Freya still needs me. She needs to talk to me again and I’m doing the same thing, shutting her down again and even if . . . even if she wants to hurt me, that’s OK because I know if I don’t, history will come smashing back at me. In trying so hard to cast away the shadows of Mother, I’m letting this whole scenario work its way into my life again, eighteen years later. When I think of this, Freya’s beautiful smile fades from my mind and I’m left with the image of her snarling at me, red-eyed. Her shouting at me outside Mrs Kitts’s study that time, telling me I was a bitch. Those red eyes, hunting me, willing me to come back at her so she could go on the attack.
I start thinking about Freya’s suicide note that Mrs Allen handed me all those years ago.
The more I think about it, the more the words in that note weren’t Freya. Just an approximation of her. They were never meant as a reality. A cry for help, yes. A cry for me to confess the events of that night in a public forum, just like I had done with The Lens. I claw back the memory of her writing on that crisp, white page. The smart writing paper she had used to leave her mark.
A confession: I’m sorry to do this but I can’t cope anymore. I can’t go on. Josephine Grey, you outed me and my love and this is what I have to do, to get away from it all . . . I’m going to kill myself. Sorry to everyone who I’ve hurt but I have to do this. Freya Seymour.
Dissecting her words now, I see that if Freya had truly intended on ending it all, she would never, ever have called Mrs Kitts ‘her love’. At best, Mrs Kitts was a distraction for Freya. A distraction from her mother’s death, a distraction from the fact she wasn’t crazily academic in a school that prided itself on being so. A distraction from life. Mrs Kitts offered her the glamour of insight into adulthood. Except there must have clearly been something wrong with Mrs Kitts for her to have an affair with a student. I can see Freya now, toying with her, offering up her youthful flesh and the promise of exciting times when she left school. The reality was, Freya was set on going to Oxford, marrying a good-looking, high-achiever called Guy, and settling down into a boho-chic life of travelling and work. This note was not Freya intentionally wanting to die, to be disintegrated into the earth. No. It was a desperate, desperate clutch at survival.

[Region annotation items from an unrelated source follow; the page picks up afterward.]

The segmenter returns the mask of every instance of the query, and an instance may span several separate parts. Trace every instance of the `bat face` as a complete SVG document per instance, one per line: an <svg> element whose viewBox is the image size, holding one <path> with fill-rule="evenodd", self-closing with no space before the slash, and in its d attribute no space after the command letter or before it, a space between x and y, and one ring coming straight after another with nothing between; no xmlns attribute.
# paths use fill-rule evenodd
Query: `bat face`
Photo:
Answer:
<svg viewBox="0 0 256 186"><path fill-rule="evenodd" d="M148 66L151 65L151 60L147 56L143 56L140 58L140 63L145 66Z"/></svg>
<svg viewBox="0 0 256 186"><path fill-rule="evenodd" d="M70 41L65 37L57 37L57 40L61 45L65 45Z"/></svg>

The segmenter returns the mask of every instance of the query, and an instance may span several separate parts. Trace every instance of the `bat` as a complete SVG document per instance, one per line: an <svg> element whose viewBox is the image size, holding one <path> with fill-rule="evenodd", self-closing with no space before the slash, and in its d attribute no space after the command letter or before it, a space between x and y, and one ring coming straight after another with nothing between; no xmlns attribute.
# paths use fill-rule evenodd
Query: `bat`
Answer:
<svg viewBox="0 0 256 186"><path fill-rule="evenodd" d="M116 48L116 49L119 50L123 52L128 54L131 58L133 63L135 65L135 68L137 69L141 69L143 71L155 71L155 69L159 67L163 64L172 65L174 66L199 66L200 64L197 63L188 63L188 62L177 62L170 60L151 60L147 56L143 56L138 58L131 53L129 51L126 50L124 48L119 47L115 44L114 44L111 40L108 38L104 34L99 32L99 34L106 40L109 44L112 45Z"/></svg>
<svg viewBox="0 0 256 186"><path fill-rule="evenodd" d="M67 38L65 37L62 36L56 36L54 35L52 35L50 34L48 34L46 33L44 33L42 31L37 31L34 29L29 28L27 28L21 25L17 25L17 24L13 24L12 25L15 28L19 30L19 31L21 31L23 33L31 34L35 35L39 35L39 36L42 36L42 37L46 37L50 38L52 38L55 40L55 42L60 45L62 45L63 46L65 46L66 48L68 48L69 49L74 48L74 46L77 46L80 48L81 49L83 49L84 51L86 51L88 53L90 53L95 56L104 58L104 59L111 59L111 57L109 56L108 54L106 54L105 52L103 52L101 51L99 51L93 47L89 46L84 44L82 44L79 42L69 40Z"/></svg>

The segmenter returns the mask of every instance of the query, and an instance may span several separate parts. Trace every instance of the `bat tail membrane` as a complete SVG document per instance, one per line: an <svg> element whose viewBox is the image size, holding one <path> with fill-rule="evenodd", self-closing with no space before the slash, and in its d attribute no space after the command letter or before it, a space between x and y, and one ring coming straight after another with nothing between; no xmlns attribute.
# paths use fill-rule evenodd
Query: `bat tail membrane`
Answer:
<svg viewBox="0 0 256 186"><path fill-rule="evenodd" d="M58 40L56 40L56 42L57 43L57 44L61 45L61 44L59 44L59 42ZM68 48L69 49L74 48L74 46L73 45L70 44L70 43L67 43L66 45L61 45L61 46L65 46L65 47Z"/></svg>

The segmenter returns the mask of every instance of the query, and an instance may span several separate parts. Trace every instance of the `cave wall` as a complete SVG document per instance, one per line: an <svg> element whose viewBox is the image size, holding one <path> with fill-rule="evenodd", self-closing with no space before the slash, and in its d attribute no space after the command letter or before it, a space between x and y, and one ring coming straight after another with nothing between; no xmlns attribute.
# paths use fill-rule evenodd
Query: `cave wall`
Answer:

A clarity seeps into me and I know that if I need to help Freya, and myself, I must resolve to see her. I know that if I don’t she’ll never let go, and that she’s right not to. Because, otherwise, I won’t be able to either.
1996
Sally Aylsford goes to her interview and I wave her off by the school gates.
As she gets onto the bus, I stretch my back up, making a pulling motion at the top of my head. ‘Up,’ I mouth.
She gives me a thumbs-up and, as I’m shouting good luck, I can see Mrs Kitts walking out the gates alongside Mrs Pownall and Mrs Allen. She’s holding two suitcases and her husband is behind her. Her head is down and Mr Kitts is sliding his hands down his face. He is saying something, I can’t quite hear but Mrs Kitts is shouting back: ‘Nothing. Nothing.’
‘A child,’ he replies. ‘Just a child.’ And then I can see tears running down his face. Oh God, get it together, please.
Mrs Allen asks all the sixth-form Prefects for a meeting in the aftermath of Mrs Kitts’s departure.
‘Girls.’ She’s flicking through a copy of The Lens. Just watching her makes the sides of my throat come together.
‘Girls, as you probably know by now, Mrs Kitts has left the school. She didn’t admit much and Freya still hasn’t said anything either other than what she wrote in her note, so we don’t have anything to go on, but she’s left voluntarily. Suffice to say she won’t be coming back and I hope that’ll be the end of it. Now, it looks like Freya’s definitely going to make a full recovery so, until she does, I suggest you girls go about your business. When she returns, we’ll try and find out a bit more about what happened. If you decide there’s any information you must impart, my door is always open.’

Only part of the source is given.